Gone in 5 milliseconds: How we set up fast data delivery in a complex trading system using Tarantool

18 min readMay 16, 2022

Hi everyone! This is Oleg Utkin from Tarantool’s storage architecture team. I want to tell you how in the course of a project for the Moscow Exchange we consolidated data flows from different trading systems and set up their delivery to clients. Along the way, we stepped on some rakes and drew a few interesting conclusions, which I’ll share below.
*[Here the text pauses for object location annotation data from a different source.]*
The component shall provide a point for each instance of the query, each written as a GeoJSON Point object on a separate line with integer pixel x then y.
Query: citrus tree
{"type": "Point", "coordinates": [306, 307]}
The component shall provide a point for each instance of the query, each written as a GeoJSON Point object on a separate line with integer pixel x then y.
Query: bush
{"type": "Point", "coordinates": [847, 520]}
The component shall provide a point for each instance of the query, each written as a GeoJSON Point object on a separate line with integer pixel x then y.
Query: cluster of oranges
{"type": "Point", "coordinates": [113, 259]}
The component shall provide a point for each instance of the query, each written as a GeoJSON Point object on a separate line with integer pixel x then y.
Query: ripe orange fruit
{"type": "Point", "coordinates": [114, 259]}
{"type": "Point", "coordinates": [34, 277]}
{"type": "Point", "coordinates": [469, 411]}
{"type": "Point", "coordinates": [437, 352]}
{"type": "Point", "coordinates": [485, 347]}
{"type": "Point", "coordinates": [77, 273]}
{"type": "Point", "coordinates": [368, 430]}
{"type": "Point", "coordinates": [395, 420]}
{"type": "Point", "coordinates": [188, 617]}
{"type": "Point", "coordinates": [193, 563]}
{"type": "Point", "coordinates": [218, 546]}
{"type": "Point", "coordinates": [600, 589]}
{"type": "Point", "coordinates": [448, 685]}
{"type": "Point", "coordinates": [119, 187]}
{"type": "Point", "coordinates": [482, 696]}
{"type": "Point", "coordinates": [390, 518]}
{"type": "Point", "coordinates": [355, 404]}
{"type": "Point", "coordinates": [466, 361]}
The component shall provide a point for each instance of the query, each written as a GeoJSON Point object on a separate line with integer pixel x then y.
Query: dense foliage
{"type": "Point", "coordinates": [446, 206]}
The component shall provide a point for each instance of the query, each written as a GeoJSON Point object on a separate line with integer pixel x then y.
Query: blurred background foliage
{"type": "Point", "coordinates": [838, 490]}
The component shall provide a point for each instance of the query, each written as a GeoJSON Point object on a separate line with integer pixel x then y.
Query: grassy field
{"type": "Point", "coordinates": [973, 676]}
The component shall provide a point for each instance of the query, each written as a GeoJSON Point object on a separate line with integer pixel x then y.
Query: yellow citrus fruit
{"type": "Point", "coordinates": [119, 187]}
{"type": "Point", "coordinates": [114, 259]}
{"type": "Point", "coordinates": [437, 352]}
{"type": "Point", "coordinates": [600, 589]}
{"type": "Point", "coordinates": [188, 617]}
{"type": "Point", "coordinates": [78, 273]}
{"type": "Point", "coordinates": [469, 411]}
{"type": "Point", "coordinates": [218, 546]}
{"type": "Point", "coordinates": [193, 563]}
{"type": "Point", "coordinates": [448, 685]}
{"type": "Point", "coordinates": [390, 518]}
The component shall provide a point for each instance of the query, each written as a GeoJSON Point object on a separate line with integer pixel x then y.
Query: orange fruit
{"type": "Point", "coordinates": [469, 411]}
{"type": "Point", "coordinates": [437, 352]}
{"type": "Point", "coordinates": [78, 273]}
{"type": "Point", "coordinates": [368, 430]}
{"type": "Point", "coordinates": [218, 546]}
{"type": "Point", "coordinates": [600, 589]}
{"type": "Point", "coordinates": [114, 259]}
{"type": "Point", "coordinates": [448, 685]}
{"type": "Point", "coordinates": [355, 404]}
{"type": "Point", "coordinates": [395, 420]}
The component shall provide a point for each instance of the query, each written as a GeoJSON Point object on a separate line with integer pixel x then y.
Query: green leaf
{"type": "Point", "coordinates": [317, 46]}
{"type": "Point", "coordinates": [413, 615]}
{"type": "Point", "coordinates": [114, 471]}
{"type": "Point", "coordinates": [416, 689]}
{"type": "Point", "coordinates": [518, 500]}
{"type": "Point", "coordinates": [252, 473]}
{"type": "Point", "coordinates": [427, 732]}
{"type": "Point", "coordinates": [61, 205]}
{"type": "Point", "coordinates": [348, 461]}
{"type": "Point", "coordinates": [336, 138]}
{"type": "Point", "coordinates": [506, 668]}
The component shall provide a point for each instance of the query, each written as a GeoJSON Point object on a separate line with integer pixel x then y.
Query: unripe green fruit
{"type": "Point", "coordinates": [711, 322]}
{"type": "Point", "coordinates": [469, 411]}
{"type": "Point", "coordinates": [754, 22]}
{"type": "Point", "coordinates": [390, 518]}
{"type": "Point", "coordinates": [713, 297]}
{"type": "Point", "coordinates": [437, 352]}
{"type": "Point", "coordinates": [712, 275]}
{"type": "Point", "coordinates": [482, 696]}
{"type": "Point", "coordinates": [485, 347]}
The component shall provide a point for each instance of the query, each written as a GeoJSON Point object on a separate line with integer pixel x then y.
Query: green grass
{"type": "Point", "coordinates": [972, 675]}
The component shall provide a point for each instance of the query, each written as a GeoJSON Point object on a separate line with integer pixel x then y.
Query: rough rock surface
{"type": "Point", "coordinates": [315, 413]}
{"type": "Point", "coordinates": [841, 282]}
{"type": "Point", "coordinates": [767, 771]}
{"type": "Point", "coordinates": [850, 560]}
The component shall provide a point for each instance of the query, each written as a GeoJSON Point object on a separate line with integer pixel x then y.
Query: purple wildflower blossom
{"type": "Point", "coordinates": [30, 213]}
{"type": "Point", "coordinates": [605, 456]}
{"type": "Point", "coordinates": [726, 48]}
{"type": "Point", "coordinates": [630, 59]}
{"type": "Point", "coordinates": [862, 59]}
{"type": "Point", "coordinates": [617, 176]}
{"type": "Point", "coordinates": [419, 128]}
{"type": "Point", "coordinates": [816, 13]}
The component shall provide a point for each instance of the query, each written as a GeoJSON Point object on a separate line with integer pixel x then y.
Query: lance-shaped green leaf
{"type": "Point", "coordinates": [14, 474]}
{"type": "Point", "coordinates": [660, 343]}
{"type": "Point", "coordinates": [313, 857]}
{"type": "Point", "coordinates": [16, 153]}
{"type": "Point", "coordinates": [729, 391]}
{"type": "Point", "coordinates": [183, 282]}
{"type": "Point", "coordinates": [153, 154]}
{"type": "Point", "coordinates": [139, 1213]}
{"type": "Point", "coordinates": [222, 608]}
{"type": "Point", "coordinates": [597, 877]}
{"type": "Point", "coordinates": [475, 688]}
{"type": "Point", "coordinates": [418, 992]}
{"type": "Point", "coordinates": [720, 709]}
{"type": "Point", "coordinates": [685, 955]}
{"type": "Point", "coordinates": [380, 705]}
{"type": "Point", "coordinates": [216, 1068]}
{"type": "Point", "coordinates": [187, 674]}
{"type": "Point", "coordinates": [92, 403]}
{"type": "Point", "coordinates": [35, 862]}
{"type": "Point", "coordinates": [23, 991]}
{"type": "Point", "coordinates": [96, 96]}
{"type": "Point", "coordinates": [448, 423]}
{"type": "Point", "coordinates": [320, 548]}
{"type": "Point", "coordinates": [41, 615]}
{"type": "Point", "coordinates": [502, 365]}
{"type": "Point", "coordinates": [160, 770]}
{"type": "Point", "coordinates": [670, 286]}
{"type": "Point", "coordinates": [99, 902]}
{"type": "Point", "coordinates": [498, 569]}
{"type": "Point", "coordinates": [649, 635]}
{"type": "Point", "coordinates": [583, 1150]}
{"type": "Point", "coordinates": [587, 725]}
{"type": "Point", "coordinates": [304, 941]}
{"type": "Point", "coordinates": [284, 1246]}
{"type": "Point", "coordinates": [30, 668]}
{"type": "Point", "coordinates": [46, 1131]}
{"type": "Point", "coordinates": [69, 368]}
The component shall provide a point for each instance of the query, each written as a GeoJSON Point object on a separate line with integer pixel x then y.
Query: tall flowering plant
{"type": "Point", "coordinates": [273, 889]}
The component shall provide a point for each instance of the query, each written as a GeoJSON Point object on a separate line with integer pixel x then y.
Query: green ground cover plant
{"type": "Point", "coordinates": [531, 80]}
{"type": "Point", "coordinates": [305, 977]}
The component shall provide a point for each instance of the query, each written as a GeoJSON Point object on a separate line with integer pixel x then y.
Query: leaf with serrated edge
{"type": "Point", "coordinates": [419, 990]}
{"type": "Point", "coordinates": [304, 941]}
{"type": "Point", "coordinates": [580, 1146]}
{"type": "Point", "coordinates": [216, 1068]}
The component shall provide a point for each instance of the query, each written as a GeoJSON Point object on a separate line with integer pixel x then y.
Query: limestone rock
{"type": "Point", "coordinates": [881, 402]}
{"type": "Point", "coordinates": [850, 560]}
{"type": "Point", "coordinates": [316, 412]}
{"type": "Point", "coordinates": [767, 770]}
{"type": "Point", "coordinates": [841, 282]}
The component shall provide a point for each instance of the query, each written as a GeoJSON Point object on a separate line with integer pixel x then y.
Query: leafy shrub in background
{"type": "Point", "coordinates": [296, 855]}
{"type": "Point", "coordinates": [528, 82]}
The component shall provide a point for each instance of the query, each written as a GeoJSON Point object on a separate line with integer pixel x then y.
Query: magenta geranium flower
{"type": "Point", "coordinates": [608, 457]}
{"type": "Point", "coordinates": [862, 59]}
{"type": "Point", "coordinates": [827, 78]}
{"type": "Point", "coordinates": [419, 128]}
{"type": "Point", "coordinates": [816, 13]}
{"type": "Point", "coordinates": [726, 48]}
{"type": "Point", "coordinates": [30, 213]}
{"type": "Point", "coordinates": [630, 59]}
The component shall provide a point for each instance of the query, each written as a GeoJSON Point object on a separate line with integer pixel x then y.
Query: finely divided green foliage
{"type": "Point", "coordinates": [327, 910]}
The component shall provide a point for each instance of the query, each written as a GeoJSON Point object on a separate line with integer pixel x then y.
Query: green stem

A brief overview of our task

Last year, we were approached by our colleagues from the Moscow Exchange regarding the task of separating trading cores. This is necessary to conduct transactions on different trading cores according to certain criteria and with specific tools. For example, some currency pairs can be processed on one trading core, and some — on another one. Or you can allocate a separate core for a particular type of security and all transactions involving it.

What it’s for. Such major architectural changes obviously have to pay off. Why would a stock exchange need this? First of all, to scale recording in order to process more transactions per second.

It also allows you to minimize the risks. Imagine a very large company — like a major bank — going public. Since there are many different processes going on at the stock exchange, the listing of securities can somehow be affected by other processes. To minimize the risks of a deal not being pulled off, exchanges run these things on separate trading cores.

It’s important that customers don’t actually see what’s going on when switching to separate cores happens. That is, there are already existing protocols, traders and brokers are somehow receiving the necessary data, so they shouldn’t notice any changes or latencies. Plus, it is important that the system scales both for read and write, without causing a bottleneck.

How trading at the exchange works

To understand exactly what task we faced, let’s consider how an exchange works, in very simple terms.

First, we will define what an exchange bid or trade order is. It is the desire of someone to buy something under certain limited conditions. This bid goes into the market depth (aka depth of market, DOM), and when it meets with another bid located in the same place, we get a deal.

As a result, the bid changes its status along with the one that it met, and something happens. Or, if the bid is in the DOM for a long time, and the deal is not happening, the initiator can withdraw it.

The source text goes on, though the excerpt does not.